As the train rolled into Brighton station his enjoyment of the Victorian architecture was disrupted as he remembered that he was now going to have to make it through the ticket barrier without a ticket. He lingered on the train waiting for the other passengers to swarm the platform. Watching them out of the window he realised that many of them appeared to be students and dressed very casually compared to himself – he was suited and booted. Often at Victoria he had experienced the sensation of someone pushing in close as he went through the barrier. It had happened a couple of times before he realised that in the ensuing scrum a passenger sans ticket was piggybacking their way through. Clever really. Could he do the same? After all, he was camouflaged in that he looked like a business commuter – accusing eyes were much less likely to rest upon him.

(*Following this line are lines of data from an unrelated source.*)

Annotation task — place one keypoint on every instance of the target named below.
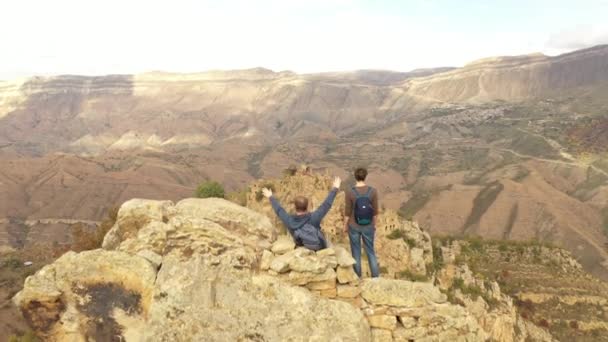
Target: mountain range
(504, 148)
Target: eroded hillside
(507, 148)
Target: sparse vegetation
(482, 203)
(259, 196)
(400, 234)
(210, 189)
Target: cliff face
(516, 78)
(73, 146)
(210, 269)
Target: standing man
(304, 226)
(361, 210)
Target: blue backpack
(310, 237)
(364, 210)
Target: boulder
(132, 216)
(240, 220)
(299, 278)
(343, 257)
(348, 291)
(67, 299)
(322, 285)
(283, 244)
(381, 335)
(266, 260)
(155, 259)
(417, 261)
(387, 322)
(217, 304)
(328, 256)
(310, 264)
(347, 275)
(400, 293)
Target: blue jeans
(355, 236)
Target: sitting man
(304, 226)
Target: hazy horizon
(188, 36)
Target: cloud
(579, 37)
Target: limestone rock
(155, 259)
(283, 244)
(299, 278)
(328, 256)
(347, 275)
(383, 322)
(381, 335)
(322, 285)
(309, 263)
(348, 291)
(344, 257)
(439, 322)
(280, 264)
(63, 300)
(132, 216)
(229, 305)
(417, 262)
(329, 293)
(244, 222)
(266, 260)
(392, 292)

Motivated once more he alighted the train and mingled with the swarm. Shuffling his way towards the barriers he began to look around for his prospective piggybacker. To his right a young guy in baggy jeans, hoodie and huge trainers reached into his pocket and took out a ticket-readying himself for freedom. Seizing the moment he sidled in behind him and kept just enough distance until the ticket zipped through the reader reappearing at the top. It was now or never. He shuffled faster, leaned in and was through. The young guy threw him a disgruntled look warning him to ‘back off’ and he raised his hand in a feable gesture of apology. Again his heart was pounding. Head up and walking purposefully towards the exit he told himself not to look back. Once outside he caught sight of the sea in the distance and began to giggle like a child-a reaction to his actions so far and his seaside adventures to come. The guy serving at the mobile coffee cart opposite caught his eye. “You OK mate. Need a coffee?” Checking his pockets for change first he smiled broadly “Yeah, why not. The day’s my own.”